Bhasin a également souligné que la prescription de la testostérone a fluctué au fil du temps, L’effondrement en 2013 après Un avis de la FDA sur le risque cardiovasculaire mais augmenter à nouveau vers 2017 après Traversage Résultats montrant la sécurité cardiovasculaire.

L’augmentation ultérieure a été plus lente, mais, Bhasin a noté: «Les ventes de testostérone augmentent, et en même temps, de nombreux hommes présentant une carence en testostérone restent non diagnostiqués, il est donc à la fois sur utilisation et sous-utilisation.»

A également demandé à commenter, le modérateur de session Ismat Shafiq, MD, de l’Université de Rochester, Rochester, New York, a dit Actualités médicales Medscape Que les patients auront généralement une faible testostérone totale en raison du surpoids ou de l’obésité et / ou de l’apnée du sommeil, mais auront une testostérone gratuite normale. «Si tel est le cas, nous pouvons correctement éduquer nos patients et travailler sur la gestion de leurs problèmes de poids et de sommeil. Cela peut inverser l’hypogonadisme et les faire se sentir mieux, plutôt que de leur donner de la testostérone.»

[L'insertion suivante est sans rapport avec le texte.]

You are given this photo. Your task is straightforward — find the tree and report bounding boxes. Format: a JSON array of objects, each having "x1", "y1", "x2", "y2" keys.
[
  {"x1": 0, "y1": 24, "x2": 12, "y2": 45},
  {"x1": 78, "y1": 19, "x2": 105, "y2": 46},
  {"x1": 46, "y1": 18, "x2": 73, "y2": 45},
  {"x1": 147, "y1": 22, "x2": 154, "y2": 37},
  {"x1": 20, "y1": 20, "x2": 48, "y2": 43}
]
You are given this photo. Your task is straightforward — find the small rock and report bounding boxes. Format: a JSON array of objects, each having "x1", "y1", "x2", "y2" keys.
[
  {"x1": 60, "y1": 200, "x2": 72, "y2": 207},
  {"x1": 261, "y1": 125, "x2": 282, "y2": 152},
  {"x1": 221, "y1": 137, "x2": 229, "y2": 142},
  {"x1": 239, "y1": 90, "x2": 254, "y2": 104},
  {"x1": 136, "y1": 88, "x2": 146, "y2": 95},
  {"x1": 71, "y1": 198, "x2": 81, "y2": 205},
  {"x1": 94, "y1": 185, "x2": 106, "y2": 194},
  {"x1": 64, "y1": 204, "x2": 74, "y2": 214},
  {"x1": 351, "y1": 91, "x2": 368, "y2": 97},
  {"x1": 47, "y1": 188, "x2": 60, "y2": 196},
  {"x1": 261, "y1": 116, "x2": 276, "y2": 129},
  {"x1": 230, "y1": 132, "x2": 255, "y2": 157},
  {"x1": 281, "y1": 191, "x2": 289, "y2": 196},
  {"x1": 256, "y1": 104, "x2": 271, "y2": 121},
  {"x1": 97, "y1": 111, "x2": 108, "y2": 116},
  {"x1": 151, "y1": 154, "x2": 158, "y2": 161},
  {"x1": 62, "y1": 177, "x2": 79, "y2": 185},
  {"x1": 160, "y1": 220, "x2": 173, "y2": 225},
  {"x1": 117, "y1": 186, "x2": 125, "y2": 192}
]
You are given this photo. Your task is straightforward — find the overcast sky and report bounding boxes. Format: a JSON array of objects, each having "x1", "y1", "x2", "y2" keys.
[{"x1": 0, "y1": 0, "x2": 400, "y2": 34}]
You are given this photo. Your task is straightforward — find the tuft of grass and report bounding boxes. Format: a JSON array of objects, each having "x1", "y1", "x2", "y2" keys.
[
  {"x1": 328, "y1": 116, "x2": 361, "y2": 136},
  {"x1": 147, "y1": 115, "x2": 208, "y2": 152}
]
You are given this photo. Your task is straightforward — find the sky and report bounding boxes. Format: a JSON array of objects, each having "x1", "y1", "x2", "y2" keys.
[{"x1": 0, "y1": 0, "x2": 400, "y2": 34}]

Et s’ils ont à la fois une testostérone totale et libre, la cause pourrait être quelque chose de réversible, comme un prolactinome ou un macroadénome hypophysaire. “Si nous vérifions le niveau de la prolactine et que nous les traitons, l’hypogonadisme se résoudre. L’hypothyroïdie primaire, si elle est traitée, peut résoudre l’hypogonadisme”, a déclaré Shafiq. «Le diagnostic de diagnostic de manière appropriée peut identifier les causes qui peuvent être traitables et qui peuvent améliorer leur qualité de vie et améliorer également leur niveau de testostérone, plutôt que de sauter pour leur donner de la testostérone.»

Elle a également noté que de nombreux patients croient à tort que plus de testostérone est meilleure. «Nous devons les éduquer. D’après mon expérience, la plupart des patients écoutent et comprennent parce que personne ne veut prendre des médicaments supplémentaires tout le temps, à moins qu’il ne soit vraiment nécessaire pour qu’ils améliorent leur qualité de vie.»

Pederson et Shafiq ont déclaré n’avoir aucune divulgation. Bhasin a déclaré avoir reçu un soutien de subventions de recherche d’AbbVie et Metro International Biotech pour la recherche initiée par les chercheurs, avec les subventions gérées par Brigham and Women’s Hospital. Il a été consultant auprès de Besins et Versanis et a un intérêt sur les actions pour Xyone Therapeutics.

Miriam E. Tucker est une journaliste indépendante basée dans la région de Washington, DC. Elle contribue régulièrement à Medscape Medical News, avec d’autres travaux apparaissant dans le Washington Post, le blog des tirs – et Diatribe. Elle est sur x @miriamettucker et bluesky @ miameTucker.bsky.social.